Filipino LGBT people celebrate Gay Pride, US court decision

 

 

MANILA, Philippines— Several hundred gays, lesbians and transgender people held a Gay Pride rally Saturday in the Philippine capital to push for LGBT (lesbians, gays, bisexuals and transsexuals) rights and to celebrate the U.S. Supreme Court decision recognizing gay marriages in all U.S. states as a victory for their cause.

 

About 500 people marched around Manila’s Rizal Park, many carrying placards and streamers saying “Fight for Love” and waving rainbow banners. Some came with pets dressed in rainbow costumes.

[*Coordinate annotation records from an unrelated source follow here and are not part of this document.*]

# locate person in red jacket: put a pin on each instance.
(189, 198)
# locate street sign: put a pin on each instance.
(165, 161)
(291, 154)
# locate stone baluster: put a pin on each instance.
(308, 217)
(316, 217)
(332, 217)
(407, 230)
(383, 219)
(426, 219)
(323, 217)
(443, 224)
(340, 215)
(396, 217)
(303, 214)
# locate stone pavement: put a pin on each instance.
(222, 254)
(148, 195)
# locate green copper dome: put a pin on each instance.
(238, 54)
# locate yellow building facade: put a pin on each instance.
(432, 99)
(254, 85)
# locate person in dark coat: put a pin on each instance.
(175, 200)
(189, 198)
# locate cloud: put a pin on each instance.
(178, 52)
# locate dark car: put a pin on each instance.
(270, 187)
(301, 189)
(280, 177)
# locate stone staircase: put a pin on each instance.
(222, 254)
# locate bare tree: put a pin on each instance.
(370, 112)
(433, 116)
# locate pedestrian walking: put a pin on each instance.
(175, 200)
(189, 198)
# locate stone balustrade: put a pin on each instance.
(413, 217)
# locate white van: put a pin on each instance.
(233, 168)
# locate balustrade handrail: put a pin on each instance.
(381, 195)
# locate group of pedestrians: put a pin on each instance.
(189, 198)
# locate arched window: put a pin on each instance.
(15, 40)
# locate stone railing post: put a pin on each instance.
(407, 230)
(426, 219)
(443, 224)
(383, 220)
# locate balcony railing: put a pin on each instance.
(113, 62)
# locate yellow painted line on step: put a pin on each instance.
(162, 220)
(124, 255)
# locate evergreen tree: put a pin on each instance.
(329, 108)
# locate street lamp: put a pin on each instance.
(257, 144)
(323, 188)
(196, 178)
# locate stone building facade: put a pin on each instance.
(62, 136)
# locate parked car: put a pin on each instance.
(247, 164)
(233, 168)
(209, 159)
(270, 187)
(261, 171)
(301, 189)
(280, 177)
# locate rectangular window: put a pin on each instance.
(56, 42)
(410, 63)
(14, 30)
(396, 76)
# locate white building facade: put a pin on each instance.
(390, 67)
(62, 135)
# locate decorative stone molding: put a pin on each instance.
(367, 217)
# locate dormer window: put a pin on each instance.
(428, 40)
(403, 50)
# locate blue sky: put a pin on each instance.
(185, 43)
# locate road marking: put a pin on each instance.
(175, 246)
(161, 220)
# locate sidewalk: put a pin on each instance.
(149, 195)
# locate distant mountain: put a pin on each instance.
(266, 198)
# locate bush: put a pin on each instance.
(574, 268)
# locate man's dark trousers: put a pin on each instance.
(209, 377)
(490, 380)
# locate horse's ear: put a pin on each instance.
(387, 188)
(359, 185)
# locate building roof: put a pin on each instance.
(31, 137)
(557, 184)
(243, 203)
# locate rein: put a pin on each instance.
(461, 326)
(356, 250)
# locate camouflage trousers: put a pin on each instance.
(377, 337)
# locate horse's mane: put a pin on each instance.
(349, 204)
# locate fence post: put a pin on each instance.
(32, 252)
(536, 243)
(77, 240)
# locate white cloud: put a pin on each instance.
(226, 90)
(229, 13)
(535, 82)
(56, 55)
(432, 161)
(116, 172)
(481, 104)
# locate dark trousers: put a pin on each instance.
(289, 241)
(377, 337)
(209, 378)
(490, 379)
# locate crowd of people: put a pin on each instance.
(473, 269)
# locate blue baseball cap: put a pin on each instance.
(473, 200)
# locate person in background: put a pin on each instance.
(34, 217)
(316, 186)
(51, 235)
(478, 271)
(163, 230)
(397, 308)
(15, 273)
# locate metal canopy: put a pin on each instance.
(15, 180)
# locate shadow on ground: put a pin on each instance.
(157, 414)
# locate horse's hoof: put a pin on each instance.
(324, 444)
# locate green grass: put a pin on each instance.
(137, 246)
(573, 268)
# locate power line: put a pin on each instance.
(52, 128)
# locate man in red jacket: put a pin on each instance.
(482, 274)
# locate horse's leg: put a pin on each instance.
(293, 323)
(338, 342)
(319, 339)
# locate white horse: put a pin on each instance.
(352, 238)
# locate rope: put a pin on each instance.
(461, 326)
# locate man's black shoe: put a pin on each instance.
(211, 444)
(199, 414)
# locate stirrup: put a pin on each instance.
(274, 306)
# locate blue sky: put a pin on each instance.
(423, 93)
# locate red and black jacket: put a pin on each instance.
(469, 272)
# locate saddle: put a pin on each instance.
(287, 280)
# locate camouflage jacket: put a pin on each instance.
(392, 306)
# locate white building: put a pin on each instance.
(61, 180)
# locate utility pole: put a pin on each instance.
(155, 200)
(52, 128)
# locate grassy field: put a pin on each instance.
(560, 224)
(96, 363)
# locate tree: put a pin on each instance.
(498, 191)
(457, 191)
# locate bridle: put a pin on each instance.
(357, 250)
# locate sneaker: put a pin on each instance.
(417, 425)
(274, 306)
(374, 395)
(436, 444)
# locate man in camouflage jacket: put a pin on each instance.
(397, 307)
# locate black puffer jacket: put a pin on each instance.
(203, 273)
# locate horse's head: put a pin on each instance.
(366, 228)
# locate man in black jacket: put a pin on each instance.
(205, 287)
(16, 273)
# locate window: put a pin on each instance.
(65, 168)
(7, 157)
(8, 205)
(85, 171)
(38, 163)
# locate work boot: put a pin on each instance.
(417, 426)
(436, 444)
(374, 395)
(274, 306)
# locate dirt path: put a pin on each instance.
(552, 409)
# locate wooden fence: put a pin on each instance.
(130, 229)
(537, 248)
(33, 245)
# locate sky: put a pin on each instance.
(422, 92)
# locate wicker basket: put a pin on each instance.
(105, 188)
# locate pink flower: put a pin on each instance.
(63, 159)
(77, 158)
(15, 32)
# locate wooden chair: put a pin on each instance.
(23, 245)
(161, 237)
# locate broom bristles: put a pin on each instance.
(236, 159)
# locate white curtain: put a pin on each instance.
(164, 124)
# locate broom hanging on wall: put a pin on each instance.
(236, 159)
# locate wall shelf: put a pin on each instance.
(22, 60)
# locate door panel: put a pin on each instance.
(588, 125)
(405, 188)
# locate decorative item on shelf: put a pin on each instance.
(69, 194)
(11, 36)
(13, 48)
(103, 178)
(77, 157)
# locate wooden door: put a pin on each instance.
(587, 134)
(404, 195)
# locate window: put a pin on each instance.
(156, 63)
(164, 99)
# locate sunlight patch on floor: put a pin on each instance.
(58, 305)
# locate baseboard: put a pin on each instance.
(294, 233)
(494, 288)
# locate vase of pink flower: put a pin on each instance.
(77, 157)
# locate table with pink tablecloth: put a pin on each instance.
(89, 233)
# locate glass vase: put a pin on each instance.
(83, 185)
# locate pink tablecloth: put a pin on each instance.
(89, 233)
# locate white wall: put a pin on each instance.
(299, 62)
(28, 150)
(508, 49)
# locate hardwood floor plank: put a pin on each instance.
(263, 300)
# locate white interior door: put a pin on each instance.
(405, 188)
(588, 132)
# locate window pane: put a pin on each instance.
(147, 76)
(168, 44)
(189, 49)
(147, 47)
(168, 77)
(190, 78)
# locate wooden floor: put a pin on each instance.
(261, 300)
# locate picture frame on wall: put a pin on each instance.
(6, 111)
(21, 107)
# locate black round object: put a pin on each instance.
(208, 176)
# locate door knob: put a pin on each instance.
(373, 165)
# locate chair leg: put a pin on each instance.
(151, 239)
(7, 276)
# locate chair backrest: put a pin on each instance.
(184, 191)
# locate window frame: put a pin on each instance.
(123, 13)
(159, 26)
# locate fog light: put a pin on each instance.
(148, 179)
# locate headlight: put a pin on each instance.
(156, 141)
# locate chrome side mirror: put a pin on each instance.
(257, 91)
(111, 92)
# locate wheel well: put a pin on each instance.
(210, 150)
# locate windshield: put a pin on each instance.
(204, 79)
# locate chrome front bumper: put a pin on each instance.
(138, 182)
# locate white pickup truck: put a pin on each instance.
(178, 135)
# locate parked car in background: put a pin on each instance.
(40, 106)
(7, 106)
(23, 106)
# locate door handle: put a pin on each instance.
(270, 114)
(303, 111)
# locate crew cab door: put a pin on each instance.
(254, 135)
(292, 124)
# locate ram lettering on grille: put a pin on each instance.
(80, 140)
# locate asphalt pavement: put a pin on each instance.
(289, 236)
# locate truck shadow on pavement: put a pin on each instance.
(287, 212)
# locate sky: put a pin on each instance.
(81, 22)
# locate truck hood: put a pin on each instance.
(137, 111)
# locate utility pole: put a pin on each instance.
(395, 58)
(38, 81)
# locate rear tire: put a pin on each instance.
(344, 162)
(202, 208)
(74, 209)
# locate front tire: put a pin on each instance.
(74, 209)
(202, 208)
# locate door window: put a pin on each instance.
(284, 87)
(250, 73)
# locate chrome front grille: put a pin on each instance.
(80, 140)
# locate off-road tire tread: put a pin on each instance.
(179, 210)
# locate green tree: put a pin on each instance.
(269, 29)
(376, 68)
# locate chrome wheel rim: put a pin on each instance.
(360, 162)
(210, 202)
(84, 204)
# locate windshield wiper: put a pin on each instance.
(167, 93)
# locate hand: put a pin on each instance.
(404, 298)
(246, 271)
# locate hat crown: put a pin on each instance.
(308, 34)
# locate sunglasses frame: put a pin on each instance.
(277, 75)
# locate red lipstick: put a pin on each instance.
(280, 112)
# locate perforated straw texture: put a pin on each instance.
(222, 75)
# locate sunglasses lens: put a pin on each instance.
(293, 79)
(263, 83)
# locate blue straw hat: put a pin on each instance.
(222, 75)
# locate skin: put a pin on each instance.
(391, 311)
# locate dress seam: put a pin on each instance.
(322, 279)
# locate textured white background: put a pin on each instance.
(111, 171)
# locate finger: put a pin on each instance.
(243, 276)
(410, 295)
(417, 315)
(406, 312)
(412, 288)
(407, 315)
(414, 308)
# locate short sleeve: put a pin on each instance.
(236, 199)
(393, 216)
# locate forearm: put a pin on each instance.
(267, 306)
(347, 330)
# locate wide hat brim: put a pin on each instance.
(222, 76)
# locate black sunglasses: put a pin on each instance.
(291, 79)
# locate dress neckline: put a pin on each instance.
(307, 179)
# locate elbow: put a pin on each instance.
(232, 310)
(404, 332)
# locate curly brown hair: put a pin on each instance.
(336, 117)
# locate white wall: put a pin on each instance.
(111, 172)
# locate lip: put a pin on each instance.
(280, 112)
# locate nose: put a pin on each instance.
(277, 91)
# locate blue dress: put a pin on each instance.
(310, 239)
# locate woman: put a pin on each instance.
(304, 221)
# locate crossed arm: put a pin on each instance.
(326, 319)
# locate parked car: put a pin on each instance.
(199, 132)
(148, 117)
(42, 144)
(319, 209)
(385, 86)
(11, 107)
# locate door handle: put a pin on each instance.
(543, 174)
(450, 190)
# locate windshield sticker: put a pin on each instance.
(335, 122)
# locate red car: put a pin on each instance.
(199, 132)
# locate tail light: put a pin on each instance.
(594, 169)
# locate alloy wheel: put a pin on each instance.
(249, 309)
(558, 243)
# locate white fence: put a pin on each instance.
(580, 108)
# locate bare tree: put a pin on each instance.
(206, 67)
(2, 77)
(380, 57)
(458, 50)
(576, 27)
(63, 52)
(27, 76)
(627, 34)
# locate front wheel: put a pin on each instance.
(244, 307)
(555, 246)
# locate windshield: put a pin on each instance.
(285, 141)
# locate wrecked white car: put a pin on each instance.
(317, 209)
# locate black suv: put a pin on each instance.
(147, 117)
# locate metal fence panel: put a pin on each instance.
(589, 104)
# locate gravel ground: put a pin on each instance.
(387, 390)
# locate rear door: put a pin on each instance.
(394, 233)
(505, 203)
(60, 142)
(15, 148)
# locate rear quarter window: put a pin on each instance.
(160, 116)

Jonas Bagas, executive director of the pro-LGBT rights group TLF Share, said the U.S. court ruling “will reverberate in other corners of the world.”

 

The rally was scheduled to commemorate the 1969 demonstrations in New York City that started the gay rights movement around the world. Bagas said the U.S. court’s decision on Friday made it more significant.

 

He said that in the predominantly Roman Catholic Philippines, where the church has fiercely opposed gay marriages along with divorce and artificial contraceptives, he expects the “conservative majority” to continue to block human rights for LGBTs.

 

READ: US Supreme Court extends same-sex marriage nationwide | After legalization of same-sex marriage in US, will PH follow suit?

 

“We hope that after this decision, the struggle for equality can be reframed to go beyond marriage equality so that we can address other dehumanizing situations that LGBTs encounter,” he said.

 

Filipino LGBT people participate in a Gay Pride march in Manila. MARC JAYSON CAYABYAB/INQUIRER.net
Filipino LGBT people participate in a Gay Pride march in Manila. MARC JAYSON CAYABYAB/INQUIRER.net

 

Sylvia Estrada Claudio, a gender rights advocate and professor of women development studies at the University of the Philippines, said the decision was also “a triumph for feminism” because of the “intimate connections” between discrimination based on biological gender and discrimination based on sexual orientation, gender identity and expression.

 

“I can’t help but note that the three women justices voted for marriage equality, forming a solid core in what was a close vote,” she said.

 

Same-sex unions are not legally recognized in the Philippines because the country’s civil code limits marriages to a man and a woman.

 

A gay lawyer, Jesus Nicardo Falcis III, has challenged the constitutionality of the civil code provision on marriage, saying that the constitution does not define marriage solely as between a man and a woman and that the family code itself does not require a married couple to have children or the ability to procreate.

 

The U.S. court’s ruling “touches the very heart of same-sex relationships: that now you can marry and live with the one you love, your union protected by the legal mantle of the state,” said Danton Remoto, chairman of the LGBT Party List.

 

Remoto said attaining recognition of same sex marriage in the Philippines may be achieved partly by working for an end to discrimination not just against LGBT people, but also against indigenous peoples and persons with disabilities.

 

Archbishop Socrates Villegas, president of the Catholic Bishops Conference of the Philippines, said in a statement that the church will continue teaching that marriage “is an indissoluble bond of man and woman.” He said, however, that the church won’t discriminate against LGBTs.

 

The church will study the U.S. court’s decision “with assiduousness, and revisit our concepts and presuppositions, always with an eye to being faithful to the Gospel and to the mission of the Church,” Villegas said.